No matter what genre Alicia Keys is pursuing, one thing that’s always front and centre is her voice. Asked if she has a set way of tracking this unique instrument, Ann Mincieli’s answer is thoughtful. “She uses several mics depending on the vibe and the sonic of the song. For starters we use a [Shure] SM7; no matter where we are around the world, you can put that mic up at any keyboard setup and she can get ideas out, and obviously there’s no bleed. If you solo an SM7 vocal track, you won’t hear much bleed, but you do have to raise your mic pre up high. It’s a dynamic mic and I think the magnetic field is very small on it, but it’s amazing. And you saw everyone, from Stevie Wonder to Michael Jackson, on those mics back in the day. I use the foam filter and keep everything flat.

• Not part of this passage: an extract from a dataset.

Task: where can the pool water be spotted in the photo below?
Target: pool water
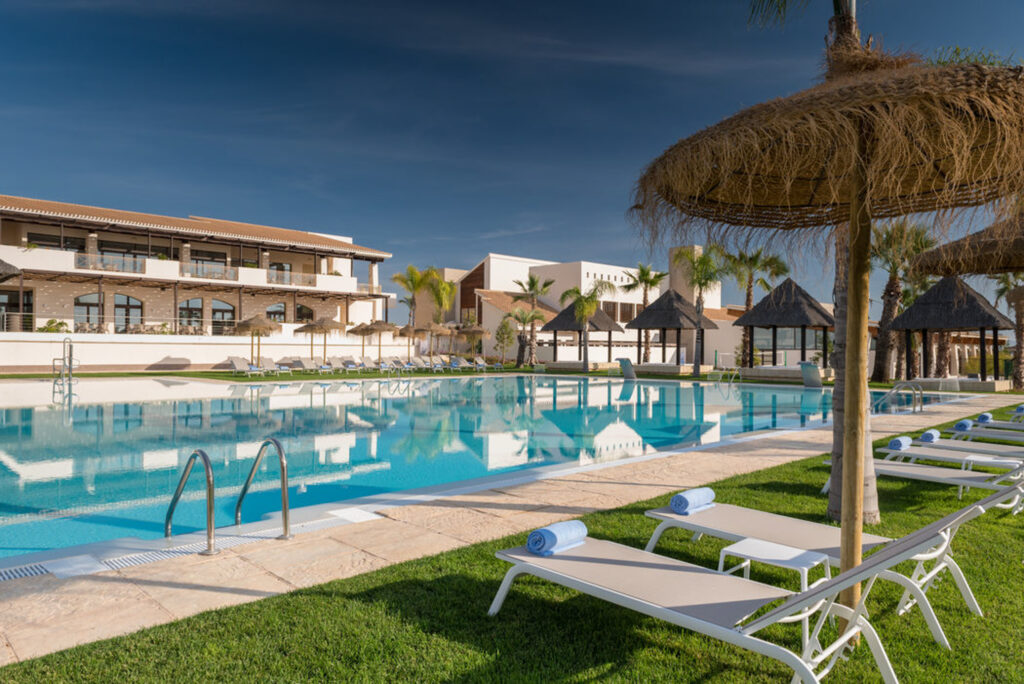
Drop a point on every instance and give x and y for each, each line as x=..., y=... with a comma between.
x=78, y=472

“I also use a vintage [Telefunken ELA M] 251, and then I have an M16 that was designed by Telefunken USA. It’s a $1200 mic and I know there’s many variations of it right now, but we have a prototype that they made. She uses that as well. And there’s similar microphones out there that are 1200 bucks till this day, and it’s an amazing mic. And we use a [Sony] C800G.

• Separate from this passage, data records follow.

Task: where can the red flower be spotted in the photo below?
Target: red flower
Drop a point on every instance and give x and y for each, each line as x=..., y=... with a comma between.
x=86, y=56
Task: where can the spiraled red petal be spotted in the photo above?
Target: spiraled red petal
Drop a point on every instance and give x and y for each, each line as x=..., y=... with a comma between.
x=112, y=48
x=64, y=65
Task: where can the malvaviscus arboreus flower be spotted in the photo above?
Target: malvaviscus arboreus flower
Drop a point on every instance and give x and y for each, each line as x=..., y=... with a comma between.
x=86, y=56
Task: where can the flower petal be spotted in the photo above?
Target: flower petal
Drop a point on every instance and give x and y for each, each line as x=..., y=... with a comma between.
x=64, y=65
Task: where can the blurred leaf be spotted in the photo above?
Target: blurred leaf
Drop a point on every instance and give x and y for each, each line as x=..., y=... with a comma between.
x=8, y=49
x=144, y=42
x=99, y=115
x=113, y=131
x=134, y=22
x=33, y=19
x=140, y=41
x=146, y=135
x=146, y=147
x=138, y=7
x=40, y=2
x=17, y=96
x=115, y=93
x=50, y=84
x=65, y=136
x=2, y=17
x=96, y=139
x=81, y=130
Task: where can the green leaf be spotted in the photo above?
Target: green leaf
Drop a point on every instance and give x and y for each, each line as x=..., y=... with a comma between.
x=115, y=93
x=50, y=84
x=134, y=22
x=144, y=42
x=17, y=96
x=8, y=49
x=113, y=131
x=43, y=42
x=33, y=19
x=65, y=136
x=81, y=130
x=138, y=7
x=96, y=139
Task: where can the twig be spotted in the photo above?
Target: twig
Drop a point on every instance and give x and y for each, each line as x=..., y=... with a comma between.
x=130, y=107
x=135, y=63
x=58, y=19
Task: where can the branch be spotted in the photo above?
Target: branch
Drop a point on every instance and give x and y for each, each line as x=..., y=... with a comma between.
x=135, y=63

“She loves textures, so she might use a different mic on backgrounds for textures, and a different mic on her lead. I think it depends on the key of her song; if she’s in a key and it’s pushing and it’s squeezing her tone, then I might not be on her M16. I just have to figure out the range and the key of the song. I’ve had her on a [Shure] Beta 58 in the control room, like she’ll be singing, and vibing because she’s writing, and then I wound up keeping some of that as a take. I see a lot of artists doing that since the pandemic, too. Sometimes you have to roll with it. It’s less about like, ‘Hey, this might not be proper right now!’ but you know what? It’s working.”

She Is The Music

Like many successful engineers and producers, Ann Mincieli takes her responsibility to help and mentor other talented people very seriously. As well as recruiting young engineers for Jungle City and other studios around the world, she’s also set up a non‑profit dedicated to helping women succeed in the business. “Myself, Alicia Keys, Jody Gerson and Sam Kirby decided to make an organisation about helping women in all facets of the music industry. So check that out: We wanted to flip the numbers and every week and every day we’re pushing and creating opportunities for women in our space at a global level.”